Michael McAlpine, Associate Professor of Mechanical Engineering at the University of Minnesota, said: “We imagine that a soldier could pull this printer out of a backpack and print a chemical sensor or other electronics they need, directly on the skin. It would be like a ‘Swiss Army knife’ of the future with everything they need all in one portable 3D printing tool.”

The researchers also successfully printed biological cells on the skin wound of a mouse. The technique could lead to new medical treatments for wound healing and direct printing of grafts for skin disorders.

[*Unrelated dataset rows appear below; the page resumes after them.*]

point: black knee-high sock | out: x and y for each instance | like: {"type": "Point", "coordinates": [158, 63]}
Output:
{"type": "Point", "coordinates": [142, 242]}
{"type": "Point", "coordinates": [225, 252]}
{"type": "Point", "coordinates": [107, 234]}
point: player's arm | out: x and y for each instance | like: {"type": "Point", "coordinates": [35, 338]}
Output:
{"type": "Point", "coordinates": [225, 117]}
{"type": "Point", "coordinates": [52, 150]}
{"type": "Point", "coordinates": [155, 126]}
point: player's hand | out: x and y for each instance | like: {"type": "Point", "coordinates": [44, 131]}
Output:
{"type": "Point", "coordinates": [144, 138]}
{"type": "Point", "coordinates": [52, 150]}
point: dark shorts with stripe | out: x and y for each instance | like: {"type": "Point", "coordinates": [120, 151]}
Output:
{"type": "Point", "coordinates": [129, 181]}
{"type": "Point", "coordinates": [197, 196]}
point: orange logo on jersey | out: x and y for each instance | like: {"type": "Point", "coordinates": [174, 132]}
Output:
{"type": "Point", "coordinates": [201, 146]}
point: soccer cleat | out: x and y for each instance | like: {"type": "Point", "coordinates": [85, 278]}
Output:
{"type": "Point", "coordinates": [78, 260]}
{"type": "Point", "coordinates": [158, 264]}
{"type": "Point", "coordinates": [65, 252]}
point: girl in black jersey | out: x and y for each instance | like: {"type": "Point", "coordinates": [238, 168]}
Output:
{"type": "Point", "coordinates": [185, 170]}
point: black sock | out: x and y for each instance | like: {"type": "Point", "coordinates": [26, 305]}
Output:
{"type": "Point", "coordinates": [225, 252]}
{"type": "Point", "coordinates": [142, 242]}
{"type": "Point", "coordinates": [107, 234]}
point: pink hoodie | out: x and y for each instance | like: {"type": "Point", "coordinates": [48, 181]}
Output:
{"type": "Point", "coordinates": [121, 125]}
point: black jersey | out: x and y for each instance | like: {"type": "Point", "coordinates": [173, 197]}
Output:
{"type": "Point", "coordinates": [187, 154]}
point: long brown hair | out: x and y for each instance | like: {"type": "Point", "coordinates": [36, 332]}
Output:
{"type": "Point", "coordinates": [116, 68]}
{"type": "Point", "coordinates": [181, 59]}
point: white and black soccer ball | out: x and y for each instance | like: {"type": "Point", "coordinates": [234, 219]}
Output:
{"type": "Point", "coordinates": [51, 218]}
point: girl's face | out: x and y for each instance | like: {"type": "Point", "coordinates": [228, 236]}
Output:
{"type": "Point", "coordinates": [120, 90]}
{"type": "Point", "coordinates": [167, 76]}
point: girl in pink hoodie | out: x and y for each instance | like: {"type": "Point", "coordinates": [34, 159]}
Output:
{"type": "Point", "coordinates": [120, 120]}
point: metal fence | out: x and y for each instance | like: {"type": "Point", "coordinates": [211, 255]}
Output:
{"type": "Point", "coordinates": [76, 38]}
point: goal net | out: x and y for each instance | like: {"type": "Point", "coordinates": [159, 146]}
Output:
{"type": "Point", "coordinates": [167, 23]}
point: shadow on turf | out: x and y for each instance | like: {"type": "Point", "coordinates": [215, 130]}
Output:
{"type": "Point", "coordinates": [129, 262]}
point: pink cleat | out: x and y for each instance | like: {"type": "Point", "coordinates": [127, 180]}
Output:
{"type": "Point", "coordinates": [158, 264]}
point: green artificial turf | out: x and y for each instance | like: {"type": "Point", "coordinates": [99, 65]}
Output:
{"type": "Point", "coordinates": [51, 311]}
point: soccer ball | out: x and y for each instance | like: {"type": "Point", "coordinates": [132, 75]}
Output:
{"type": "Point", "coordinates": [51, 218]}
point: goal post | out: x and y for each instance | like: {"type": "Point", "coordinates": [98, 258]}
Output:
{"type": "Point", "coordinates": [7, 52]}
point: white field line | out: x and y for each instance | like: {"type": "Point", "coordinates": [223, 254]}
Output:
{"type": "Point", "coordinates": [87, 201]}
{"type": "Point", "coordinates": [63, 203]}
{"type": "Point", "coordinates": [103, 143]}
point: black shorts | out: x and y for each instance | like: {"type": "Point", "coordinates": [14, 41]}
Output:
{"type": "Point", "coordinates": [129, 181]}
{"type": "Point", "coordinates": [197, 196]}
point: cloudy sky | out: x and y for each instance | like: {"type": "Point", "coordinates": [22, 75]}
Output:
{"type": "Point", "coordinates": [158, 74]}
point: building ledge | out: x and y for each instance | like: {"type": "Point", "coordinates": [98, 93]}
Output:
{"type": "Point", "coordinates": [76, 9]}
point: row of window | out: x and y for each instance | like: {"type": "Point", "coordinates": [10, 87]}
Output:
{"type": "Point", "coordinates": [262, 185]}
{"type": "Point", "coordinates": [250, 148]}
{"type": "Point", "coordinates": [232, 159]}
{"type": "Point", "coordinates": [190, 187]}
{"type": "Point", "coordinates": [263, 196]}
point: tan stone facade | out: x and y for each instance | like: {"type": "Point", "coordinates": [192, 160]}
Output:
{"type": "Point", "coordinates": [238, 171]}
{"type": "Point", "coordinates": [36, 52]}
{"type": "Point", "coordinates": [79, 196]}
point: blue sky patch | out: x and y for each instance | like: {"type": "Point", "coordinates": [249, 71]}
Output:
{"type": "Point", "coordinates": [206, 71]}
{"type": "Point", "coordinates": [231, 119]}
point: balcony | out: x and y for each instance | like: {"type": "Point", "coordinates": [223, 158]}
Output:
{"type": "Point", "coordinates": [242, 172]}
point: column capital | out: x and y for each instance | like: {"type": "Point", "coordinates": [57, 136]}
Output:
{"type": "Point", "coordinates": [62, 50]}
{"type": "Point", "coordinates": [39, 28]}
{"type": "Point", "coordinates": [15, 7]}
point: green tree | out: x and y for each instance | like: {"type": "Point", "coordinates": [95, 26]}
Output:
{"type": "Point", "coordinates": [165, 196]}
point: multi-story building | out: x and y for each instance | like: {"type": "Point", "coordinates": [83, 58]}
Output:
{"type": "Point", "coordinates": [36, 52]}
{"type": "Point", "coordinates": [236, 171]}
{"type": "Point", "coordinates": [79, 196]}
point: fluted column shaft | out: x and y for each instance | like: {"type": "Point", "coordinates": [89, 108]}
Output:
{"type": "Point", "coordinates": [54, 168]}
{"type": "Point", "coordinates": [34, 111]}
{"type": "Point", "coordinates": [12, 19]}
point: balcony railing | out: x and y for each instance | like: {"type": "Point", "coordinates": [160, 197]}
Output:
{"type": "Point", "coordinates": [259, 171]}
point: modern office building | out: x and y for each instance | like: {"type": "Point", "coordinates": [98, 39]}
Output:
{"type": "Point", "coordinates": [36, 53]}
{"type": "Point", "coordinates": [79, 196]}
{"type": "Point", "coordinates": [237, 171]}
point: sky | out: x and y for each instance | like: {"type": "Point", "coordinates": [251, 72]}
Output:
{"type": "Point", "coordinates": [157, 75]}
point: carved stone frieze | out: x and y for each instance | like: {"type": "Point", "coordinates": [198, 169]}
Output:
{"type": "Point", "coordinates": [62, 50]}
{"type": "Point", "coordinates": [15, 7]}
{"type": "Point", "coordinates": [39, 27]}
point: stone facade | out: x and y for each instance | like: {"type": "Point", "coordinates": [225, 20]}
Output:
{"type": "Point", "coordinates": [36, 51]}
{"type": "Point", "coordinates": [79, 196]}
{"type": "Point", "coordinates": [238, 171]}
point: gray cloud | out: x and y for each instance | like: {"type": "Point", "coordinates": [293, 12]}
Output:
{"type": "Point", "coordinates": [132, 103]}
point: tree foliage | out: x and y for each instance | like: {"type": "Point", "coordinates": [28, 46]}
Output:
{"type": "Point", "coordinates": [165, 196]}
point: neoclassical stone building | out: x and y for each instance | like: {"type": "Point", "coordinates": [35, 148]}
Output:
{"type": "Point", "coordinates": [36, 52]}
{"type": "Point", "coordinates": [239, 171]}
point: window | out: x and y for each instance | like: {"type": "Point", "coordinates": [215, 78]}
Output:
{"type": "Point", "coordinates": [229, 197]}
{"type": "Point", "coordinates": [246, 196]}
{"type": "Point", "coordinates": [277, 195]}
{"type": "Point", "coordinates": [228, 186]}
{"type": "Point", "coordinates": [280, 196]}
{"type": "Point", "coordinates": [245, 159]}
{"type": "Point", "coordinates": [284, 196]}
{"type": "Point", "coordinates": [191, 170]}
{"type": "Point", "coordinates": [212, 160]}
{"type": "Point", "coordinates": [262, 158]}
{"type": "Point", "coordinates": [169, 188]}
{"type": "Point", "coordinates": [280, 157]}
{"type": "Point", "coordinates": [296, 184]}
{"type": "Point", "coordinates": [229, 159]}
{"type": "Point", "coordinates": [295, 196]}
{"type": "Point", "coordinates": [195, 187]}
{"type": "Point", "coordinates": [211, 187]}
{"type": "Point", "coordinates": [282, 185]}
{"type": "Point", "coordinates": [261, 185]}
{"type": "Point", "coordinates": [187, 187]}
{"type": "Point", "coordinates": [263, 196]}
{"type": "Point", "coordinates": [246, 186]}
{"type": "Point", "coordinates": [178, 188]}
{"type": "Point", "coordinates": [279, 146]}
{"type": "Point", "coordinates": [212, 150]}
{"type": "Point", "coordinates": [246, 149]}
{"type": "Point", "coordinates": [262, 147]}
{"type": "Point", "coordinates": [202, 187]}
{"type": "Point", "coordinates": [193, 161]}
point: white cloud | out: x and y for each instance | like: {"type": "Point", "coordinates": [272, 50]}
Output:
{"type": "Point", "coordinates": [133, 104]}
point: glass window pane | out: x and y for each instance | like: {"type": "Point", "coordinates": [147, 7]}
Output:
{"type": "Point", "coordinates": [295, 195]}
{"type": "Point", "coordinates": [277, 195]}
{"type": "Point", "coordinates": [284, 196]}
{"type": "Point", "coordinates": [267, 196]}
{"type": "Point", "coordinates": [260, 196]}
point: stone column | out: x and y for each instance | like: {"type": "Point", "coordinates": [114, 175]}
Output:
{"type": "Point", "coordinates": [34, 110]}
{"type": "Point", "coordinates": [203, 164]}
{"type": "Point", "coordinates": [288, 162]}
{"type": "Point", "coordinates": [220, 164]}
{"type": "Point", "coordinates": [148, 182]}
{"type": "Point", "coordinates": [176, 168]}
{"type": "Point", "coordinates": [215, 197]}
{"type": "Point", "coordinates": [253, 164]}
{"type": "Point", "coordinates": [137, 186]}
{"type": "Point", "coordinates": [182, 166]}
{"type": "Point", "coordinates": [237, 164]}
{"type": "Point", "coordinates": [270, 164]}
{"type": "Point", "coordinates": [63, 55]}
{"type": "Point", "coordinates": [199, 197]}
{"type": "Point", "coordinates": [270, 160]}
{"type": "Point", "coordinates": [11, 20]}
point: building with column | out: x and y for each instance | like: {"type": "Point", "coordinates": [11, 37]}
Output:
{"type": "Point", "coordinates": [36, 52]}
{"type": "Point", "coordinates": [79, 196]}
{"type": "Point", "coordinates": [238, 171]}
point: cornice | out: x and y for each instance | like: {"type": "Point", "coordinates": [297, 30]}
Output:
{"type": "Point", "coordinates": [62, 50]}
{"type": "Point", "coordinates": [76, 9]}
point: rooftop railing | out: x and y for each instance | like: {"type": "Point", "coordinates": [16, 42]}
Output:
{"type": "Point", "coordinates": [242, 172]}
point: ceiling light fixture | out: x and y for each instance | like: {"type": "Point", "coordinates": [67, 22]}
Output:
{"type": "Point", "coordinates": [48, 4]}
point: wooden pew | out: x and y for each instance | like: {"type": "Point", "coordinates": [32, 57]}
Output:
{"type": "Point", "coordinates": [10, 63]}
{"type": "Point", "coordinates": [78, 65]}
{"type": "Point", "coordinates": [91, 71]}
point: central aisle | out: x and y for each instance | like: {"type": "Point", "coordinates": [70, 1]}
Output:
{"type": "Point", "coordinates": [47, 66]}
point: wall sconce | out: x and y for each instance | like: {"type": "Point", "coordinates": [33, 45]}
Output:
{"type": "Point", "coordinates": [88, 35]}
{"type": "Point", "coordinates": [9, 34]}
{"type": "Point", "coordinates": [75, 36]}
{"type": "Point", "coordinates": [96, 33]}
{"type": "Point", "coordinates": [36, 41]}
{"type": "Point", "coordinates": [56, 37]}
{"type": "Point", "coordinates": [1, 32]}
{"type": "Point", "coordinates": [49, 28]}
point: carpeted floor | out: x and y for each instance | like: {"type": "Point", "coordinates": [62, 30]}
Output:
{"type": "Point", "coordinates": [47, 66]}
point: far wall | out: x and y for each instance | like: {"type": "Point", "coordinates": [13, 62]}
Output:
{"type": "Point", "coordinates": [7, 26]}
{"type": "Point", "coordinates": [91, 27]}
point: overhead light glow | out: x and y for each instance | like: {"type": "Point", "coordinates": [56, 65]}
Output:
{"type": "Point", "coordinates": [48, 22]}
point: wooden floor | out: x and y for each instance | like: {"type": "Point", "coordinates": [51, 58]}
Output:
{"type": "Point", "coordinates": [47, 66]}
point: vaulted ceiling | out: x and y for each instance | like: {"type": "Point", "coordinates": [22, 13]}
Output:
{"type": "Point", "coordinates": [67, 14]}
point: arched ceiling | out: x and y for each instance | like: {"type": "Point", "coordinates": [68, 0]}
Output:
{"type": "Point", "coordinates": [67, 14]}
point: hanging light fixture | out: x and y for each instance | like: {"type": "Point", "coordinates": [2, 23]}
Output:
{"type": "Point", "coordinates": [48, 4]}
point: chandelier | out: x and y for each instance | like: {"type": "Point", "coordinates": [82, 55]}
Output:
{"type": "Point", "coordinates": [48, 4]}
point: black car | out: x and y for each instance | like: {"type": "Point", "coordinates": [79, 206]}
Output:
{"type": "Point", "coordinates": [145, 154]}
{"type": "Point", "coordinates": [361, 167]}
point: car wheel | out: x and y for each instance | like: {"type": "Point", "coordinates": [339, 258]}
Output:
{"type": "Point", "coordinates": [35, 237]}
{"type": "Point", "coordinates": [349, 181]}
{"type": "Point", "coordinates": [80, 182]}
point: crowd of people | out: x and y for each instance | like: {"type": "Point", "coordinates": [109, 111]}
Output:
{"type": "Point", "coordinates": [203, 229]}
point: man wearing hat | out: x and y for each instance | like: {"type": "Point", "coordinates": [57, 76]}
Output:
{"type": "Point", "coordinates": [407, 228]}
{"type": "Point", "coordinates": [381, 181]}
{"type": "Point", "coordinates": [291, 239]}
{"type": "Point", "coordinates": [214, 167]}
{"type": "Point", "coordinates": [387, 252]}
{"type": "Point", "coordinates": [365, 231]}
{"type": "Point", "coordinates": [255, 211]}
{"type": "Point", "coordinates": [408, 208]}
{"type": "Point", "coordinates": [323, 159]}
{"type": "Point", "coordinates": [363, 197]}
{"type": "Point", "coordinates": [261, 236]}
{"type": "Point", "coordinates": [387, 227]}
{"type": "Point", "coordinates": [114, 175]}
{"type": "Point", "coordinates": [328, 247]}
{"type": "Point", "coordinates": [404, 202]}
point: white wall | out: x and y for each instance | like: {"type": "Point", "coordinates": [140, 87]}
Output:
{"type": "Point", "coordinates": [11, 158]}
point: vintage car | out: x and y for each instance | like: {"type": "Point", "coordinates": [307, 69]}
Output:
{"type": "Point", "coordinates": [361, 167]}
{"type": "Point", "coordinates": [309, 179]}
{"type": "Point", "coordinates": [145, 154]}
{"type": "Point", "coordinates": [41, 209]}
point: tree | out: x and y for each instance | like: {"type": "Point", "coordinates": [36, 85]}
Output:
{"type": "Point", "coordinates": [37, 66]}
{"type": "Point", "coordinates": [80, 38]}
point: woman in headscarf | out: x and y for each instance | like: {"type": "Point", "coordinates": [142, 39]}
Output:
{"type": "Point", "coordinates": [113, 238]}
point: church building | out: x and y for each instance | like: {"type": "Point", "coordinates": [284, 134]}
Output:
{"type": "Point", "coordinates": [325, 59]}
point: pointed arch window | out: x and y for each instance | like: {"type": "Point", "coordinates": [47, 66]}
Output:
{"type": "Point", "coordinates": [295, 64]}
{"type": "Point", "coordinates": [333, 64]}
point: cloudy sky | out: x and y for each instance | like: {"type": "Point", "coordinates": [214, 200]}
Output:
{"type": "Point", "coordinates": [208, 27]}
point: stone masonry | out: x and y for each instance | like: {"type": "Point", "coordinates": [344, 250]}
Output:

One of the key innovations of their 3D printing technique is that the printer can adjust to small movements of the body during printing. Temporary markers are placed on the skin and the skin is scanned. The printer uses computer vision to adjust to movements in real-time.

“No matter how hard anyone would try to stay still when using the printer on the skin, a person moves slightly and every hand is different,” Prof McAlpine explained. “This printer can track the hand using the markers and adjust in real-time to the movements and contours of the hand, so printing of the electronics keeps its circuit shape.”

Another unique feature of this technique is that it uses a specialised ink made of silver flakes that can cure and conduct at room temperature. This is different from other 3D printing inks that need to cure at high temperatures and would burn the hand.

To remove the electronics, the person can simply peel off the electronic device with tweezers or wash it off with water.

“I’m fascinated by the idea of printing electronics or cells directly on the skin,” Prof McAlpine said. “It is such a simple idea and has unlimited potential for important applications in the future.”